Executive Order No. 26 (McGreevey 2002)
- Certain records maintained by the Office of the Governor
- Resumes, applications for employment or other information concerning job applicants while a recruitment search is ongoing
- Records of complaints and investigations undertaken pursuant to the Model Procedures for Internal Complaints Alleging Discrimination, Harassment or Hostile Environments
- Information relating to medical, psychiatric or psychological history, diagnosis, treatment or evaluation
- Information in a personal income or other tax return
- Information describing a natural person's finances, income, assets, liabilities, net worth, bank balances, financial history or activities, or creditworthiness, except as otherwise required by law to be disclosed
- Test questions, scoring keys and other examination data pertaining to the administration of an examination for public employment or licensing
- Records in the possession of another department (including NJ Office of Information Technology or State Archives) when those records are made confidential by regulation or EO 9.

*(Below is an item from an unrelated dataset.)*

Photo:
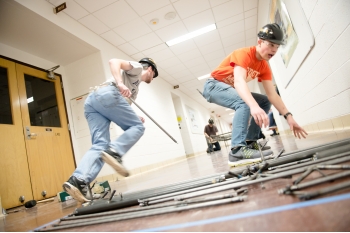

Other Exemption(s) contained in a State statute, resolution of either or both House of the Legislature, regulation, Executive Order, Rules of Court, any federal law, federal regulation or federal order pursuant to N.J.S.A. 47:1A-9.a.
Note that any challenge to a denial of a request for records under the common law cannot be made to the Government Records Council, as the Government Records Council only has jurisdiction to adjudicate challenges to denials of OPRA requests. A challenge to the denial of access under the common law can be made by filing an action in Superior Court.